New findings on ocean warming: 5 questions answered

Editor’s note: A new study by scientists in the United States, China, France and Germany estimates that the world’s oceans have absorbed much more excess heat from human-induced climate change than researchers had estimated up to now. This finding suggests that global warming may be even more advanced than previously thought. Atmospheric scientist Scott Denning explains how the new report arrived at this result and what it implies about the pace of climate change.

1. How do scientists measure ocean temperature and estimate how climate change is affecting it?

They use thermometers attached to thousands of bobbing robots floating at controlled depths throughout the oceans. This system of “Argo floats” was launched in the year 2000 and there are now about 4,000 of the floating instruments.

About once every 10 days, they cycle from the surface to a depth of 6,500 feet, then bob back up to the surface to transmit their data by satellite. Each year this network collects about 100,000 measurements of the three-dimensional temperature distribution of the oceans.

The Argo measurements show that about 93 percent of the global warming caused by burning carbon for fuel is felt as changes in ocean temperature, while only a very small amount of this warming occurs in the air.

2. How dramatically do the findings in this study differ from levels of ocean warming that the Intergovernmental Panel on Climate Change has reported?

The new study finds that since 1991, the oceans have warmed about 60 percent faster than the average rate of warming estimated by studies summarized by the IPCC, which are based on data from Argo floats. This is a big deal.

Most of the difference comes from the earliest part of this period, before there were enough Argo floats in the oceans to properly represent the three-dimensional distribution of global water temperatures. The new data are complete all the way back to 1991, but the Argo data were really sparse until the mid-2000s.

The implication of faster ocean warming is that the effect of carbon dioxide on global warming is greater than we’d thought. We already knew that adding CO2 to the air was warming the world very rapidly. And the IPCC just warned in a special report that limiting global warming to 1.5 degrees Celsius (2.7 degrees Fahrenheit) above pre-industrial levels – a target that would avert many extreme impacts on humans and ecosystems – would require quickly reducing and eventually eliminating coal, oil and gas from the world energy supply. This study doesn’t change any of that, but it means we will need to eliminate fossil fuels even faster.

3. What did these researchers do differently to arrive at a higher number?

They have measured tiny changes since 1991 in the concentrations of a few gases in the air – oxygen, nitrogen and carbon dioxide – with incredibly high precision. This is really hard to do, because the changes are extremely small compared to the large amounts already in the air.

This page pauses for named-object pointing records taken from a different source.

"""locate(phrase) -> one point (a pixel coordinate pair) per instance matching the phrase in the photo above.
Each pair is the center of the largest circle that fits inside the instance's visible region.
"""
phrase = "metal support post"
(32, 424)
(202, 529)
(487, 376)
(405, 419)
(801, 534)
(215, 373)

Some of these gases from the air dissolve into the oceans. The water’s temperature dictates how much it can absorb. As water warms, the amount of a gas that can dissolve in it decreases – that’s why a soda or beer left open on the kitchen table goes flat. That same temperature dependence allowed the scientists to calculate total changes in global ocean heat content from 1991 to now, just using very precise measurements of the air itself.

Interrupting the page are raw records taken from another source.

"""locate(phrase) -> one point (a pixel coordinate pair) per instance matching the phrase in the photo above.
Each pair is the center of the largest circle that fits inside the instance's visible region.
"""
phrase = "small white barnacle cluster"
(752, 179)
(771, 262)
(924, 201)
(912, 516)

4. If this study is accurate, what does it suggest we should expect in the way of major climate change impacts in the coming decades?

This study did not address climate impacts, but they are already well known. As the world warms, more water vapor evaporates from both oceans and land. This means that when big storms develop, there’s more water vapor in the air for them to “work with,” which will produce more extreme rain and snow and resulting winds.

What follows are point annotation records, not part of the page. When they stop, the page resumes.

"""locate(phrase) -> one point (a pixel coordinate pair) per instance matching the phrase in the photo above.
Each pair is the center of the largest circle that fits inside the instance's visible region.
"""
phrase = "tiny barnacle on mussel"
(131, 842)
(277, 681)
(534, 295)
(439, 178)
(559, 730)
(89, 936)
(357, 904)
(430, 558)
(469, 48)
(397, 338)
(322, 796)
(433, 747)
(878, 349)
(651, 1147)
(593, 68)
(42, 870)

Greater warming will mean increased water demand for crops and forests and pastures, more stress on irrigation and urban water supplies, and reduced food production. More water demand means more forest fires and smoke, shorter winters with less mountain snowpack, and increased stress on ecosystems, cities and the world economy. Because of these effects, nearly every government in the world has committed to rapid emissions cuts to limit global warming.

What this study suggests is that the climate is more sensitive to greenhouse gases than we previously thought. This means that in order to avoid the worst consequences of climate change, emissions will need to be cut faster and deeper.

5. How will we know whether these findings hold up?

There are other groups making precise gas measurements, and many of them have data going back to the 1990s. Others will repeat the analyses made by these authors and check their results. There will also be careful work to reconcile the increased warming rate of the oceans with the Argo temperature data, the surface air temperature record, atmospheric data from balloons and measurements made from satellites. The real world must be consistent with all of the observations taken together, not just a subset.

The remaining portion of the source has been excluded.